Average of the OOS MSEs should generally decrease as k increases. This is right but the difference is much less then on your chart. Suppose we have a dataset where the error will halve if we increase the data 10 times (approximately true for the paper Scaling to Very Very Large Corpora for Natural Language Disambiguation). Then the difference between 5-fold and 20-fold validation will be about 5% (1/(2^log10(0.95/0.8)) not halving like on your graph. And the difference between 20-fold and infinity-fold will be only about 1.5% (1/(2^log10(1/0.95))
For the chart you could use the formula: Average OOS MSE = 1/(2^log10(1-1/k))*MSE_inf. This will assume that you have MSE = MSE_inf at infinity.
Variance of the OOS MSEs should generally increase as k increases. MSE is an average and according to the Central Limit Theorem (if squared errors (SE) are independent and identically distributed which, in my opinion, is supposed for most of the machine learning algorithms) variance should equal to Var(SE)/N, where N is the number of data points used to calculate MSE. So for 5-fold you will have variance Var(SE)/(Npop/5) Where Npop is the total number of points that you have. For the average MSE between all k-folds the variance will be the same and equal to Var(SE)/Npop. So the answer is that the variance of individual MSE numbers of each k-fold increases with k, but the variance of the final average MSE does not depend on the number of folds.

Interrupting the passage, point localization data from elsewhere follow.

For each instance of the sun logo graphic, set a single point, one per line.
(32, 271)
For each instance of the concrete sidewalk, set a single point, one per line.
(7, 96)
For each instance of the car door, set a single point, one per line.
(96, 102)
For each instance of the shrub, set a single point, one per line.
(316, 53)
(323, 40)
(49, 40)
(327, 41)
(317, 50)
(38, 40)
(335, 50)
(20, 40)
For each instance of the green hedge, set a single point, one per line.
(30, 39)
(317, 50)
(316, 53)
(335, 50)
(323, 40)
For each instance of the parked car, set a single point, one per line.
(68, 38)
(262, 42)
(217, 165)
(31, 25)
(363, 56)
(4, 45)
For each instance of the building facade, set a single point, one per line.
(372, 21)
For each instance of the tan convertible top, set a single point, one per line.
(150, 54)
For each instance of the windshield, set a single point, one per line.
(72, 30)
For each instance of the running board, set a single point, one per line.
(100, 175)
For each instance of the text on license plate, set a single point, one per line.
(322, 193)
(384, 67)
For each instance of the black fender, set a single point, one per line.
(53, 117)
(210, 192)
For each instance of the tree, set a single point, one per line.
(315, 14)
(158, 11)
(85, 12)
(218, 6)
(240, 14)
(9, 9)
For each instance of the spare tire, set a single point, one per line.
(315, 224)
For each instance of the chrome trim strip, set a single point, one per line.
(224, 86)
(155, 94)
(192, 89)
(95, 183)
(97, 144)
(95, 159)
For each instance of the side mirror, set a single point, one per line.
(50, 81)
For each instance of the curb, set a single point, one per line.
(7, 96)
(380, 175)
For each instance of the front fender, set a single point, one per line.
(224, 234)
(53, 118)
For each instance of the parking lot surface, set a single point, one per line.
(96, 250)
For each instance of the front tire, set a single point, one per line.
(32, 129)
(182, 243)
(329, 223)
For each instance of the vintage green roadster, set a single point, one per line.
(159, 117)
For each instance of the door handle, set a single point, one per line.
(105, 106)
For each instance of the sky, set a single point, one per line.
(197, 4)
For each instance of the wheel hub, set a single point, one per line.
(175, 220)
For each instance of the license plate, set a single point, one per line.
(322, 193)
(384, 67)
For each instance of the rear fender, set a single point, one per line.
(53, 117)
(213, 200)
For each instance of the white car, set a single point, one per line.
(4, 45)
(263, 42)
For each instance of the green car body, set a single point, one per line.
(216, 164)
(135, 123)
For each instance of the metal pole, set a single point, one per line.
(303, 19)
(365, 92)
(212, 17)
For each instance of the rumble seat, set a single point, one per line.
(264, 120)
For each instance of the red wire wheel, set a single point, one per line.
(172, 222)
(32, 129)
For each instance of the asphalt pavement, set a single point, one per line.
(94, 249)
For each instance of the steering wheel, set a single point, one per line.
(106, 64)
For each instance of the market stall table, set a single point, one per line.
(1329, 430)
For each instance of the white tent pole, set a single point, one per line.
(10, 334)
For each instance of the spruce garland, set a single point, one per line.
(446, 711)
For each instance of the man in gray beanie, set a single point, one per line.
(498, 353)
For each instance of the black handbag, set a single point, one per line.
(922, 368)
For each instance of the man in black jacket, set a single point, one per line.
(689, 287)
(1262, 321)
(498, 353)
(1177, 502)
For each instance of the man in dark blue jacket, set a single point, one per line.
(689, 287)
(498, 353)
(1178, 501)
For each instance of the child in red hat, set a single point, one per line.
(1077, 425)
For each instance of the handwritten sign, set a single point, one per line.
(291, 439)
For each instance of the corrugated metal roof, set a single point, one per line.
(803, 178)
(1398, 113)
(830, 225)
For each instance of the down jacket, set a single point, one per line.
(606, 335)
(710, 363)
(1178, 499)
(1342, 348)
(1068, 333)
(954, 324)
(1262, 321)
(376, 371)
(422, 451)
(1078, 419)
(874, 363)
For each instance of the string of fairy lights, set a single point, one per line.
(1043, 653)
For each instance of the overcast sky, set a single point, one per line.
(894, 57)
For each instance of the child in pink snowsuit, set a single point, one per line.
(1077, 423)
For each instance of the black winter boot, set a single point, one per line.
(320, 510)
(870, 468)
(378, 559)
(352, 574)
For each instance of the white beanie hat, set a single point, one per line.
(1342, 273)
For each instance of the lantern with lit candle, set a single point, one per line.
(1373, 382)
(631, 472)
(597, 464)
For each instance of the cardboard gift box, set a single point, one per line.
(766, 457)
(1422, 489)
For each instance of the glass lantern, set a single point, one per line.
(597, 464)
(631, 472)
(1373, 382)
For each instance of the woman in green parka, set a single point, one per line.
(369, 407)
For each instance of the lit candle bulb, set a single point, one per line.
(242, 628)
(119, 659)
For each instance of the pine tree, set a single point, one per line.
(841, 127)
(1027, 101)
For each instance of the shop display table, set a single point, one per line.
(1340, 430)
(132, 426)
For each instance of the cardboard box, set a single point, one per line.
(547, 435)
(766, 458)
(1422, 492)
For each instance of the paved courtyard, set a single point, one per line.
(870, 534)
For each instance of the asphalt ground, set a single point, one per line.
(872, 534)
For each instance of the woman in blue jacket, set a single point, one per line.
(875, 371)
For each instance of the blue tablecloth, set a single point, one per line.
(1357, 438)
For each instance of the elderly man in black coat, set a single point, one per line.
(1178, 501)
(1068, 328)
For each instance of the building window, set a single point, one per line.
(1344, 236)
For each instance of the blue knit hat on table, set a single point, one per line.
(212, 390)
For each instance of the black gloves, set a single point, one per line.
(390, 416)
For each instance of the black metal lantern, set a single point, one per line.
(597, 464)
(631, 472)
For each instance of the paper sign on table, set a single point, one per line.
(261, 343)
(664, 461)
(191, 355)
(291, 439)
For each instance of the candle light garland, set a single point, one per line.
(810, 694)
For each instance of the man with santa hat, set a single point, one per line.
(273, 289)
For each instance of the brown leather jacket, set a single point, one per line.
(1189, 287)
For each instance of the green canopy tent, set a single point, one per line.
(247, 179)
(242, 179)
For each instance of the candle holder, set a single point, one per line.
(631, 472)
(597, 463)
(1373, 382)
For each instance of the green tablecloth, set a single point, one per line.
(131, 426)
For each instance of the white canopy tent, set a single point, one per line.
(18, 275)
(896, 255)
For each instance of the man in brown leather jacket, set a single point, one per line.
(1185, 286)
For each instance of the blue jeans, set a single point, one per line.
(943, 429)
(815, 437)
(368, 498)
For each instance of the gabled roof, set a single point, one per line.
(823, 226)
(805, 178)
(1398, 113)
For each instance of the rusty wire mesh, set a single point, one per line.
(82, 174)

To calculate the variance of the final MSE based on MSE of folds:
Var(MSE_final) = Mean(Var(MSE_folds))/k = Sum((MSE_folds - Mean(MSE_folds))^2)/k^2
MSE change based on number of folds
Here MSE at infinity is assumed 0.05.
Variance of individual k-fold MSEs change based on number of folds
Here Var(squared error for one point) is assumed 10 and number of observations is 1000.